According to Alexander Pakhomov, the formation of the “AKPP Club” is a timely and necessary event: “No guild consolidation will help you fight objective market laws, of course. However, various professional associations are very useful in enabling companies to enlarge their scope and gain new knowledge, fueling their growth. Solving big tasks together has always been cheaper and more efficient for each participant. And the narrower the specialization of the association is, the more successfully it will overcome problems that arise”.
Diligence managers and employees attended the Russian Rally Cup and Championship series that were held in St.-Petersburg neighbourhoods and Karelia. In some cases they even shut down for the day and the whole staff left for the rally to take some rest and support the athletes they knew. Quite often their clients joined in too.
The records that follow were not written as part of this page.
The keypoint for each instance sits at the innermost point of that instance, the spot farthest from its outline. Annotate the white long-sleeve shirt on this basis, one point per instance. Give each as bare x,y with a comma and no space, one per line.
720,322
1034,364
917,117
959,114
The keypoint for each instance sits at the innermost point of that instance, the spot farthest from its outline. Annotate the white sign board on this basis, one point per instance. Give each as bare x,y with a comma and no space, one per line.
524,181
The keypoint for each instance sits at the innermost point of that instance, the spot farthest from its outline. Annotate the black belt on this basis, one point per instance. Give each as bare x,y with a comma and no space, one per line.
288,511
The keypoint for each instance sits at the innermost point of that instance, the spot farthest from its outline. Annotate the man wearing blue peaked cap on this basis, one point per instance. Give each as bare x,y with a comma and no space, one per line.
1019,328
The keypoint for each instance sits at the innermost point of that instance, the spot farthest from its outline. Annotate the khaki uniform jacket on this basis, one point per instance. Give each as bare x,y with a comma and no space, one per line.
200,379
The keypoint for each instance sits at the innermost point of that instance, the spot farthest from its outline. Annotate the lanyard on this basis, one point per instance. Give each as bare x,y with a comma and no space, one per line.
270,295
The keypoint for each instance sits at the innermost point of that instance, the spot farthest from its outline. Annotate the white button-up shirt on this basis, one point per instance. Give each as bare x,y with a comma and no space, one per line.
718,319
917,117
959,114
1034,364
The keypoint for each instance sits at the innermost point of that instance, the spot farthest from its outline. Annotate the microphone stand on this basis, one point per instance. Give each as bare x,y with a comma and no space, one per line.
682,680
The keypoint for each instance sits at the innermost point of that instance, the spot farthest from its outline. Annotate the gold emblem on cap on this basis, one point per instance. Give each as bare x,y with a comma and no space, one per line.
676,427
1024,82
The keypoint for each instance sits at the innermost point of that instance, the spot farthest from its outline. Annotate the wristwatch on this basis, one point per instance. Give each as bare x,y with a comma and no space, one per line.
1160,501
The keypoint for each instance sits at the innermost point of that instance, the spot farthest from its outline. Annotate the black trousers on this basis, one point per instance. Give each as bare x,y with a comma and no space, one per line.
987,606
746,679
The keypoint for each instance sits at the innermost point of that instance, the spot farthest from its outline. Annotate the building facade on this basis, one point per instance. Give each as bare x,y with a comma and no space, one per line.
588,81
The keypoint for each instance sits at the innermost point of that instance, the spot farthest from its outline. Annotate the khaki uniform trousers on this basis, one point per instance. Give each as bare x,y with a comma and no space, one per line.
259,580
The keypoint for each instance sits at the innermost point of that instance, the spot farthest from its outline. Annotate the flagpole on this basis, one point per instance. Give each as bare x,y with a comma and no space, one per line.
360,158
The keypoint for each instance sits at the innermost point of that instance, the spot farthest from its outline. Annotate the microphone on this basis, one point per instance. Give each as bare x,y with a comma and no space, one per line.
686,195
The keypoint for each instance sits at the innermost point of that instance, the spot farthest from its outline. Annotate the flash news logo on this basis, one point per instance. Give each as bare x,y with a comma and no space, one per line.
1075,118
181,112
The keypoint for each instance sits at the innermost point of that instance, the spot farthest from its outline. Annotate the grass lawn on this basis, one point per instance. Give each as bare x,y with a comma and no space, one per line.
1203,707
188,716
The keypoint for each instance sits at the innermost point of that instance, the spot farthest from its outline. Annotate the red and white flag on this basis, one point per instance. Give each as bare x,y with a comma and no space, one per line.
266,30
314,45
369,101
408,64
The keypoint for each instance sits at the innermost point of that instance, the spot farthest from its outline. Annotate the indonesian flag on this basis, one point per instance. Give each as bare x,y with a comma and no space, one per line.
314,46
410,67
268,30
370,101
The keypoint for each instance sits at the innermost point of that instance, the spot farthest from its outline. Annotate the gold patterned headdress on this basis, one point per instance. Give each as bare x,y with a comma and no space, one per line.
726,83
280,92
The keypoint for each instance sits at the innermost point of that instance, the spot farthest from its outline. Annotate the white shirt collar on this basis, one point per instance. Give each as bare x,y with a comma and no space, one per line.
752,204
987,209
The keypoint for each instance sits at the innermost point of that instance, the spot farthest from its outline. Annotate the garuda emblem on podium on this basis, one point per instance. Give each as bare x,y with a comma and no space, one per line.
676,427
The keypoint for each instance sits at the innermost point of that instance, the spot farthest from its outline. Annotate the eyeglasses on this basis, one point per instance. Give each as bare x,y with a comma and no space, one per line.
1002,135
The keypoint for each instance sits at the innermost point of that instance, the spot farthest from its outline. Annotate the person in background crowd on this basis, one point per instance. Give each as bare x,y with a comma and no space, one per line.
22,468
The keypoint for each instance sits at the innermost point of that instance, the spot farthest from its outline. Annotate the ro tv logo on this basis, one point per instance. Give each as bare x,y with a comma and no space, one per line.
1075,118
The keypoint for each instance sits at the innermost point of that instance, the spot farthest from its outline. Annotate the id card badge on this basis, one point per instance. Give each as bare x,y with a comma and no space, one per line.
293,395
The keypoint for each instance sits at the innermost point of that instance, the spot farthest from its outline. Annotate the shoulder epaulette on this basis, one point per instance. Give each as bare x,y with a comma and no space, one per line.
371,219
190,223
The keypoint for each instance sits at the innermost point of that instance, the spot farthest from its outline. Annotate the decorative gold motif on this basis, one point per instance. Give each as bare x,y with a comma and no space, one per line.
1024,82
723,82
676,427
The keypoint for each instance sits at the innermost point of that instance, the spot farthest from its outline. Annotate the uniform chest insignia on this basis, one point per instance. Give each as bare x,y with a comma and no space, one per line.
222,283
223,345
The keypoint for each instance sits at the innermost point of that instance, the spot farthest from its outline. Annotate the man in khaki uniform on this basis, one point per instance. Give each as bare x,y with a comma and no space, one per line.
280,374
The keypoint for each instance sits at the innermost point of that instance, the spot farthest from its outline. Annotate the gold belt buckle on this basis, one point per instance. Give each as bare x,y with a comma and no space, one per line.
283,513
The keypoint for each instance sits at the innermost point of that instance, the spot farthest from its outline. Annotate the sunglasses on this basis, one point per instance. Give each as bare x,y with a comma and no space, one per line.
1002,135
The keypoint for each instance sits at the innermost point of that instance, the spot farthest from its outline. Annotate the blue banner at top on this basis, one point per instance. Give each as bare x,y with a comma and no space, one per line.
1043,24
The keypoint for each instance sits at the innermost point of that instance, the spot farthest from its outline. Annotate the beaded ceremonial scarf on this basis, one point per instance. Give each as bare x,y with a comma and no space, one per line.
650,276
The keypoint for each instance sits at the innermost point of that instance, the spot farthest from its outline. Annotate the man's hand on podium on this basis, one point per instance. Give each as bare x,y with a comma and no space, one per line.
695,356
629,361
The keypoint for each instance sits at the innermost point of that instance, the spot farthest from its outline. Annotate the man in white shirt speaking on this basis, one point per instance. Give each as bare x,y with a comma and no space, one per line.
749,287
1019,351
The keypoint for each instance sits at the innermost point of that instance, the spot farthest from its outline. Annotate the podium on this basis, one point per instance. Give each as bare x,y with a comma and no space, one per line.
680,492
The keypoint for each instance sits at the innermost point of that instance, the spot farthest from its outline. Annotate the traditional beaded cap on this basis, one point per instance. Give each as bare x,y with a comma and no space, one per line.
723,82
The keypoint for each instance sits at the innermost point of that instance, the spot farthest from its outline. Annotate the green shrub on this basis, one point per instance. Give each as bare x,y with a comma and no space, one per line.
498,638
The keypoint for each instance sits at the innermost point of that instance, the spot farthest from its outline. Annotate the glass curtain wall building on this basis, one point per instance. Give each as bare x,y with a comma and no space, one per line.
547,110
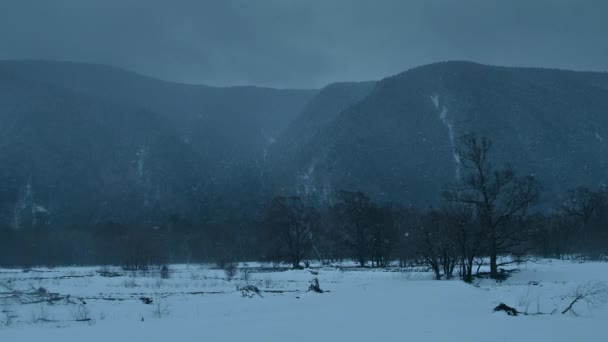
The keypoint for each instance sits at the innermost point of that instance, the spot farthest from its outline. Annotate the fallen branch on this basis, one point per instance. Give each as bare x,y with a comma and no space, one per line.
593,294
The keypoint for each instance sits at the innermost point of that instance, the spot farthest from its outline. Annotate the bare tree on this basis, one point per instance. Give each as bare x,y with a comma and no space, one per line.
292,223
497,196
353,215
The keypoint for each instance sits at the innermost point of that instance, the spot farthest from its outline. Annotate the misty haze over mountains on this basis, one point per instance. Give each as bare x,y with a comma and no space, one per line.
83,144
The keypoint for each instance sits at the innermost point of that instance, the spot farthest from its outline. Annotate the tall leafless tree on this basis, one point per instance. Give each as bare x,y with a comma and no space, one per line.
498,196
292,223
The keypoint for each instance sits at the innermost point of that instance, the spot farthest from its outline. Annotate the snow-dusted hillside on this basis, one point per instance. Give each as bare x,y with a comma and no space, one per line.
199,304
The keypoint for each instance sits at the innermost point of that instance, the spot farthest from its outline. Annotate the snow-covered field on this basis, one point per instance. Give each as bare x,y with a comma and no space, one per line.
198,303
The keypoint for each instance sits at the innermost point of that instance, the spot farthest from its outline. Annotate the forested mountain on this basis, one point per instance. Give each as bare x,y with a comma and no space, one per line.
85,144
397,142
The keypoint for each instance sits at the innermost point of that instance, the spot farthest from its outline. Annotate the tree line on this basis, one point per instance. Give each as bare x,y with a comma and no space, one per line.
490,212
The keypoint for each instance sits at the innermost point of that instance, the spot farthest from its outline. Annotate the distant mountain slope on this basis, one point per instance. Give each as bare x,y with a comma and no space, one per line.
296,146
80,144
225,125
397,143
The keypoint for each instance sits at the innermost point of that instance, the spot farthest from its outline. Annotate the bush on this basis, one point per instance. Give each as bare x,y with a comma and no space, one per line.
164,272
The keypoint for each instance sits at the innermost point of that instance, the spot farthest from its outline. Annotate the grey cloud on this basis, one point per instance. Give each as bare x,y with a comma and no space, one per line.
297,43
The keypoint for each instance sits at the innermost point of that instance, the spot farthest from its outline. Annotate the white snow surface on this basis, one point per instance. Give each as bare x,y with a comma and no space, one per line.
361,305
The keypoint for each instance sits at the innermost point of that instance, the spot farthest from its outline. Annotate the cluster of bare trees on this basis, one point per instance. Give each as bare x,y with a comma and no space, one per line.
484,216
488,213
354,227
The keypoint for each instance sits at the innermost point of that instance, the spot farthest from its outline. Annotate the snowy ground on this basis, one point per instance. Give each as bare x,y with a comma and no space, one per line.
198,304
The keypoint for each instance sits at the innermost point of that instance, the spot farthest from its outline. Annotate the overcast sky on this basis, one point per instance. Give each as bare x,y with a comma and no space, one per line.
304,43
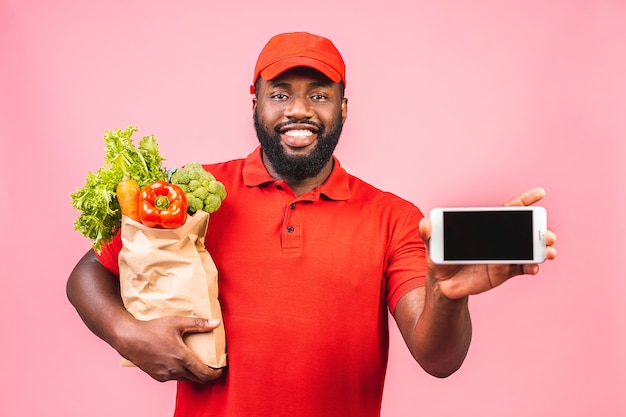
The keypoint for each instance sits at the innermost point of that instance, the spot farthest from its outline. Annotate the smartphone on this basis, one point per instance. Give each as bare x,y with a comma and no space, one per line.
488,235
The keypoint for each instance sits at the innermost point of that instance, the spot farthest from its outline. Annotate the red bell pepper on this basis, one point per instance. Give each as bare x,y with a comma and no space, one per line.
162,205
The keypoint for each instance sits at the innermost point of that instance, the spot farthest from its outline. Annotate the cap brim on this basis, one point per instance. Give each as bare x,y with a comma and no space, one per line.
277,68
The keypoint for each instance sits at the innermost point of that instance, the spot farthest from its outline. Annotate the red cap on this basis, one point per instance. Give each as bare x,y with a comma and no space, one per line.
299,49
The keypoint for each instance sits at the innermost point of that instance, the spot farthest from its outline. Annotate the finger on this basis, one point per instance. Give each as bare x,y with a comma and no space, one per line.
550,238
197,325
528,198
201,373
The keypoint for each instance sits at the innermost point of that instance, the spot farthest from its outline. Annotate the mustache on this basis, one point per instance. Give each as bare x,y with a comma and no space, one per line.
286,124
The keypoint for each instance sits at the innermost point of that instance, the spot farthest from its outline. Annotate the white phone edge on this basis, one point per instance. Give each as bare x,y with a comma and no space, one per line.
540,224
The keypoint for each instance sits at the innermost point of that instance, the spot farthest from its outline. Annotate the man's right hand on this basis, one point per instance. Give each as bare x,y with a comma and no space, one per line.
157,347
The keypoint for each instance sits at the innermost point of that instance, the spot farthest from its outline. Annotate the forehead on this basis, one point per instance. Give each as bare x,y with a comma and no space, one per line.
303,75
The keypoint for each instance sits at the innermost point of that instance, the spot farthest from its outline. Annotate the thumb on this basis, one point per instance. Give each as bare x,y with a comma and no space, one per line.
425,230
197,325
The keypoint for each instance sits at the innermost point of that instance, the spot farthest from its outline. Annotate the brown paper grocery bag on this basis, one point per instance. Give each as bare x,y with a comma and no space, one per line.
168,272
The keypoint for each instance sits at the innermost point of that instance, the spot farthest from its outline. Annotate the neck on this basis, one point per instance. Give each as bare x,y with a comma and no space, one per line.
301,186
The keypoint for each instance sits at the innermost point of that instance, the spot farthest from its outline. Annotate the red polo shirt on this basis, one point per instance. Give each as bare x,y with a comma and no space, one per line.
305,283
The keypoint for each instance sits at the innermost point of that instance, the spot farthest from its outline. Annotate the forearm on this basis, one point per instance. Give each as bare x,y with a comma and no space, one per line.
95,295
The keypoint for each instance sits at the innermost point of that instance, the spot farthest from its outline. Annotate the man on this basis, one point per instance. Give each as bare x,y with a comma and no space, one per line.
310,260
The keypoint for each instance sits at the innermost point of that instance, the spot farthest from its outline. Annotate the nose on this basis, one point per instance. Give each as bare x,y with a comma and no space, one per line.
299,108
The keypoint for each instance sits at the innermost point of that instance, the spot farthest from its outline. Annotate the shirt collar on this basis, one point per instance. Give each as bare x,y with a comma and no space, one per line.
336,186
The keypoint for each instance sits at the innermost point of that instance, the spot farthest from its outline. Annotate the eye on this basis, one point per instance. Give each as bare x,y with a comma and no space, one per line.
319,97
278,96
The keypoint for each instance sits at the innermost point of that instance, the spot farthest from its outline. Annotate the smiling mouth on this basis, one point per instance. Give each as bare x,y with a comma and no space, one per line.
298,138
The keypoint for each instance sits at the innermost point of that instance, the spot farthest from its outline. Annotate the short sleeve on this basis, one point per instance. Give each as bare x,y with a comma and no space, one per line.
406,269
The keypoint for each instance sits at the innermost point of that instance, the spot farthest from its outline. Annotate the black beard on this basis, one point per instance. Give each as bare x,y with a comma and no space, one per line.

At the end of 1999, I realized that the company was already firmly established and I finally had an opportunity to realize my engineering aspirations. Vadim Fersman was the initiator, he also took on leadership in designing and constructing sports engines for rally. We restored the motor stand that was given to us by Alexander Yuryevich Mezernitsky, who literally saved it from demolition in an experimental department of the Central Research Diesel Institute when it was on the verge of closing down. Then we invited three rally crews as a team that would use our engines at competitions. In their first season of 2001, the team won several Russian Cup and Championship stages. As for individual competitions, our athletes also repeatedly became champions and prizewinners. Our engines were good indeed. During the six years of participating in motor racing in the smallest class of 1400 cc, Andrey Buneyev won the Russian Cup, Alexey Malakhov and Alexey Aleksandrov became the championship runner-ups. All our athletes have fulfilled the norms and requirements of the Master of Sports and Candidate Master of Sports. But the main achievement for our company is the new friends that have been with us for many years, and the top specialists who have come to work for us. Aleksandr Alekseyev was working for our company for quite a long period of time, and now his pilot Sergey Serebrennikov is our technical director. Sports mechanics Alexander Gorsky and Dmitry Kudryavtsev are still working here as technical professionals. Elvira Nefedyeva is one of the most experienced and highly-qualified spare parts specialists.
Accounting and monitoring
The treadbare formula that we kept hearing ever since school-days – “Socialism means accounting and monitoring” -proved to be true for capitalism as well. As Diligence was coming into its own, the company turnover was growing, as well as its staff number. It was time to introduce automation of business processes, and at the beginning of 1999, the Diligence workflow was transferred to the Autorest software application. It was specially written by one of the clients – Alexey Nevinsky, who later became the company’s partner. “This computer program was so good, reliable and easy-to-use that we kept using it all the way till 2012, when due to the new market conditions we were forced to switch over to more advanced software. When it was time to find new information technologies and solutions for the growing company, we invited Alexey again, and we’re still working together”, – the Diligence founder says. The Autorest application gave place to the 1C: Enterprise 8 system. Utilizing it was not so easy, but the result was worth it – this software complex can be adopted to any technological chain, which is very important, because the workflow system must be consistent with the internal structure of the company.